IT has been some time since England were in a position to expect anything at a World Cup.
They showed last night that they can at least anticipate giving it a go, a bold performance against Italy ending in defeat but also no loss of confidence in Group D.
The narrative of England's opening World Cup fixture was set in the Amazon. It encouraged an image of Roy Hodgson leading his players through a thicket just to get to the dressing room - an inaccurate notion since Manaus is known locally as "the Paris of the Jungle" - but England did hack away at their opponents with the industriousness of a backpacker with a machete and a reliable sense of direction.
Raheem Sterling wandered into space in midfield after only four minutes to whip a shot into the side netting, while Jordan Henderson also clattered an effort at goal which was parried by Italy goalkeeper Salvatore Sirigu. The Paris Saint-Germain player replaced the injured Gianluigi Buffon.
These moments brought a frisson of excitement to England, and all before a commentator could make mention of 1966. This was an attempt to rewrite a script, but it would end in the tragedy of defeat.
"Italy are a good team and we knew how they were going to play," said Steven Gerrard, the England midfielder. "They didn't surprise us and it is disappointing that we have come away with nothing. Anyone who was watching could see that we tried to create . . . we just didn't get anything out of it."
England could retreat knowing that they played their part and are now able to approach matches with Group D rivals Uruguay and Costa Rica with some optimism. A common reaction to an England defeat in a major tournament is to make accusations against a partially-sighted match referee or a partially-competent team manager. Neither Bjorn Kuipers nor Hodgson were in danger of being taken out into the jungle and left there last night, though.
Hodgson was under scrutiny with his first team selection and the England manager dared to be bold.

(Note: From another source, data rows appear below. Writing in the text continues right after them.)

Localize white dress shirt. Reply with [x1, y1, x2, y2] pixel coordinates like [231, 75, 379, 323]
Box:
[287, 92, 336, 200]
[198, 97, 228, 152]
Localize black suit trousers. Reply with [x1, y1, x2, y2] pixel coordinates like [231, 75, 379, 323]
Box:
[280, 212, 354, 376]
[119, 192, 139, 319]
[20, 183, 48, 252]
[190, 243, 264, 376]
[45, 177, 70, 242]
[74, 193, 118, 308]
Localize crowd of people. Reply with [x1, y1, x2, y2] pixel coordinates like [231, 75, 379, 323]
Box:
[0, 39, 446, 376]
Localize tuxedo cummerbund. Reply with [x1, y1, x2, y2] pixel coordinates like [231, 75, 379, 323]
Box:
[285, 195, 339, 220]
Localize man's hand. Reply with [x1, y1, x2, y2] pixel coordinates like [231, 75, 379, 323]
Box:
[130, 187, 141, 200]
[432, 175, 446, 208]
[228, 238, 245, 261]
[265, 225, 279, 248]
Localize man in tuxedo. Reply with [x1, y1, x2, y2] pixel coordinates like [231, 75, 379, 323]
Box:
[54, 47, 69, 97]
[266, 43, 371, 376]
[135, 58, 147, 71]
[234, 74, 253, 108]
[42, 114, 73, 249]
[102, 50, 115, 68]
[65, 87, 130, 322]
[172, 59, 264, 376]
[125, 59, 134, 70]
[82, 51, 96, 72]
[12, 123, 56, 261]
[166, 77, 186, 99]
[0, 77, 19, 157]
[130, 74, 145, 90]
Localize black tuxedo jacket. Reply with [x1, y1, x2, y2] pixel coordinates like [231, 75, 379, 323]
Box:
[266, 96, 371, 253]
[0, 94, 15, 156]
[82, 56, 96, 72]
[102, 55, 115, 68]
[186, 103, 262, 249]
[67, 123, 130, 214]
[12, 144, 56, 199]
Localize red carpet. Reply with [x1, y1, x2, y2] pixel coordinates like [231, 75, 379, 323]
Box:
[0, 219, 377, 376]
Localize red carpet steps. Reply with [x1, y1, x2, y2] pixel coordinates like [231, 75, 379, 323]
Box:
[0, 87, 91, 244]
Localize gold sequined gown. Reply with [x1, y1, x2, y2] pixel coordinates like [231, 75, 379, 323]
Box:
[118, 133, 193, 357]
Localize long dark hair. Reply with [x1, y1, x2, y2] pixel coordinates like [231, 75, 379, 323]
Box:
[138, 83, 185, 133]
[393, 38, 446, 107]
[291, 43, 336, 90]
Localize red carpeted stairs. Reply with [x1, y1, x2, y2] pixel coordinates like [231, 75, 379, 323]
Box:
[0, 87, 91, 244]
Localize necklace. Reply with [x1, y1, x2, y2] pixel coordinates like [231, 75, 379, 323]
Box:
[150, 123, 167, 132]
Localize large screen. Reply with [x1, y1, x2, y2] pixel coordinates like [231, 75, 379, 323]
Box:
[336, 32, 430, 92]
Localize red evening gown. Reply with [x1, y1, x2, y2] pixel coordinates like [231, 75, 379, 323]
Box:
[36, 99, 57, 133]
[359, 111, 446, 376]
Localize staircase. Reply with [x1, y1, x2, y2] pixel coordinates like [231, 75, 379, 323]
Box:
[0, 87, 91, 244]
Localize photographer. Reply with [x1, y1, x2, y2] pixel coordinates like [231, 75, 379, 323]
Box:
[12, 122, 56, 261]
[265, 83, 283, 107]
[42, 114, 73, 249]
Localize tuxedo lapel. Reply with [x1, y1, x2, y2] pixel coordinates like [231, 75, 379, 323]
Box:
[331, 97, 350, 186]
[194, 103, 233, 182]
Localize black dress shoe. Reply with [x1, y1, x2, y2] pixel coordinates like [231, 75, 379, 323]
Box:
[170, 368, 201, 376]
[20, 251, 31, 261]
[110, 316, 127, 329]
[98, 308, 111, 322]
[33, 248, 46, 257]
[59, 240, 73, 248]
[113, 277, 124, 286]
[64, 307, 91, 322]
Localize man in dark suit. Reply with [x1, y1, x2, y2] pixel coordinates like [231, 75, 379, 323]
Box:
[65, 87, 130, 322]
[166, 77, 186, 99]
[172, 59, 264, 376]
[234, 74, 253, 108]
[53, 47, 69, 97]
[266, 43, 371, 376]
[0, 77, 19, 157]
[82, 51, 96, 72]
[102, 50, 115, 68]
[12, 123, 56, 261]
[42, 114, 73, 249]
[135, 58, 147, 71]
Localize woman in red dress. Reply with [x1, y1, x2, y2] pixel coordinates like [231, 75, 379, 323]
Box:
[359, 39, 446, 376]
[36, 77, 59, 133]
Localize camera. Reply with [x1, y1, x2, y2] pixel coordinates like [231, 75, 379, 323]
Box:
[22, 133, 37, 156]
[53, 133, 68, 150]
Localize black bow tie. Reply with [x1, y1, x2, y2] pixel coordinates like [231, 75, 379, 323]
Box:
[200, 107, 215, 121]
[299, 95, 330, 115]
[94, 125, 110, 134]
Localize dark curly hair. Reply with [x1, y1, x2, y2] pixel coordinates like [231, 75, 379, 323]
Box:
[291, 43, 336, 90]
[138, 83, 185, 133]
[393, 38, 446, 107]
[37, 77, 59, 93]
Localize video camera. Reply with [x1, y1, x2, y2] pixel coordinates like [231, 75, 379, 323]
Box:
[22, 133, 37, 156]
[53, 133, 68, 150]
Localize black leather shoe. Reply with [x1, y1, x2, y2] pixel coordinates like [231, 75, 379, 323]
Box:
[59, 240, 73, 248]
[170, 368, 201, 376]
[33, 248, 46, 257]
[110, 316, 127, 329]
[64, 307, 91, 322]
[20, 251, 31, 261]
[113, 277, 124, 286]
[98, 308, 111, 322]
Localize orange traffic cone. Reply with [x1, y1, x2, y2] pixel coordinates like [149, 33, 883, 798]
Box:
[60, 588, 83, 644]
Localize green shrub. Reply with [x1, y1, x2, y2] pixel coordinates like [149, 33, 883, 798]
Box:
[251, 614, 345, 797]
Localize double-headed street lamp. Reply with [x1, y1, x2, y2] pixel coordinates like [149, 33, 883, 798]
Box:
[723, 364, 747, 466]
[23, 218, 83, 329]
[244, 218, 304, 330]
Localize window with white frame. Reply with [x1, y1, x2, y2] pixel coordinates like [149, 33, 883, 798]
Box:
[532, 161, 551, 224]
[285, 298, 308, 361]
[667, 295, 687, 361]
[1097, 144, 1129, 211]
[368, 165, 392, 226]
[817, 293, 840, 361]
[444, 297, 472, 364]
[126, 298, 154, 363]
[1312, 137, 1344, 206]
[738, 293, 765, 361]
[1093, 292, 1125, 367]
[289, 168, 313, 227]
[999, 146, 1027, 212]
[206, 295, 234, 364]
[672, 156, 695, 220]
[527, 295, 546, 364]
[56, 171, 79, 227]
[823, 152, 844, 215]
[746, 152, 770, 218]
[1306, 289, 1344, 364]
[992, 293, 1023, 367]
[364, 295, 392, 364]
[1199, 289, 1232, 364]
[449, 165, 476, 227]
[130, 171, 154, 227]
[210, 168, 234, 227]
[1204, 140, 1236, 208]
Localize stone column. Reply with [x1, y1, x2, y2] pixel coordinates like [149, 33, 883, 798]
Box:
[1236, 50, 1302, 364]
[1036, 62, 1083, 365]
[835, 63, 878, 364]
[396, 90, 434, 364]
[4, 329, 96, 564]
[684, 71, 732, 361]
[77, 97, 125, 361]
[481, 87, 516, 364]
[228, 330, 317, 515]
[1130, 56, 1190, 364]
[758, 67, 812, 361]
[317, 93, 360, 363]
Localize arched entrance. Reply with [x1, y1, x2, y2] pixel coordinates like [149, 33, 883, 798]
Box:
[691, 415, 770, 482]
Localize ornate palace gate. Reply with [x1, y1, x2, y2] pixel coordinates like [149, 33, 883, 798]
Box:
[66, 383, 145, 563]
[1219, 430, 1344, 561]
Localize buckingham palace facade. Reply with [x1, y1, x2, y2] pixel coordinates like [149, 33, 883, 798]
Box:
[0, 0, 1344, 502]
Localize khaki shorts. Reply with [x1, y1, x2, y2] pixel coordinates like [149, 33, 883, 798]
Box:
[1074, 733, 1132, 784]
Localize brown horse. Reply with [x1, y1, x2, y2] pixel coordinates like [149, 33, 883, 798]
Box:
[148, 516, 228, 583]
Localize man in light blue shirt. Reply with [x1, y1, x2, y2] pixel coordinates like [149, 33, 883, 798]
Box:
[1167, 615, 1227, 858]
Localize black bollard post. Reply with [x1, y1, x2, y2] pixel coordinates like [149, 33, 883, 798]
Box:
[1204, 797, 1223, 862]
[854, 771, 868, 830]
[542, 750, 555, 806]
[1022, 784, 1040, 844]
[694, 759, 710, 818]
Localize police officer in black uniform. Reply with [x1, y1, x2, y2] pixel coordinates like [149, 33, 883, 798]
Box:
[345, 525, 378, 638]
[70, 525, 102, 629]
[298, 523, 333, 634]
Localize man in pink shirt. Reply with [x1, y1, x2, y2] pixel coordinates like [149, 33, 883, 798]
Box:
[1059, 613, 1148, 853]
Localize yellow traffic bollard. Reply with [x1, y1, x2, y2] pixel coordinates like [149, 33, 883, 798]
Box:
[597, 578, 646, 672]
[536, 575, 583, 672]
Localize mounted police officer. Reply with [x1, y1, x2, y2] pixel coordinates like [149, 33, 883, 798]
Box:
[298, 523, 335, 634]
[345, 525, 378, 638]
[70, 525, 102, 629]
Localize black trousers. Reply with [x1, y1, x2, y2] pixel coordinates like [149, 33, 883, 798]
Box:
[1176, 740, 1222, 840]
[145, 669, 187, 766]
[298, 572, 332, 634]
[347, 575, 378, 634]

He has peopled his squad with young players capable of shrewd attacking ambition and showed them off against Italy. Sterling was a pest in attack and Daniel Sturridge played with the sort of impetuosity which has endeared him to Liverpool supporters. Everton's Ross Barkley was also granted a cameo appearance after an hour and marked his introduction with a snap-shot at Sirigu.
At times the Italian defence bridled - and once it buckled altogether - yet they endured with the experience of players who have seen it all before. At 35, Andrea Pirlo is not yet troubled by grey hairs and instead remains a carefully trimmed talent.
The Italy captain has earned more than 100 caps for his country and has expressed his intention to retire at the end of this World Cup. It might seem apposite to suggest that the midfielder - who won the tournament in 2006 - would then find time to relax, were he not inclined to stroll through matches like a man on his holidays. It was his dummy on the edge of the penalty area which caught England out after 35 minutes, and that stole a moment for Claudio Marchisio to take aim and fire the ball low into the net.
Italy had soaked up the early pressure and then wrung it out on to England. Suddenly, they had been made to feel uncomfortable, had become stuck in a pitch that last week was coated with sand and then painted green. There was a moment of consternation but it past in the blink of an eye and the flick of Sturridge's left boot.
An adventurous Italian attack left space in their own half and this was gobbled up hungrily by Wayne Rooney as he broke from his own half, before clipping the ball across goal for his young team-mate to steer into the net.
His goal after 37 minutes brought a flurry of cheers from the England technical area and one cry of anguish since Gary Lewin, the team physio, fell during the celebrations and is understood to have suffered a dislocated ankle.
Italy spent the latter stages of the first half trying to apply an ice-pack to England's swelling confidence. First Mario Balotelli chipped the ball over the head of Joe Hart only for Phil Jagielka to nod it back off the line, then Antonio Candreva struck a post with a volley. This Italian side can at times appear relaxed in their approach but they are also dangerous when provoked.
Their momentum was unbroken by half-time and it took Balotelli only five minutes to mark the match indelibly. The striker - once of Manchester City and now at AC Milan - made a timely run into the penalty area and nodded the ball beyond the grasp of erstwhile City team-mate Hart. Another charging run on the hour mark almost allowed him to turn in a third goal.
England became stifled by the heat and also Italy's midfield, a number of honest endeavours breaking against a Italian team which was aware that they had done enough. When Pirlo clipped a late, delicious free-kick on to the crossbar, England held their breathe. They can reflect that defeat has not left them out of puff in Brazil quite yet.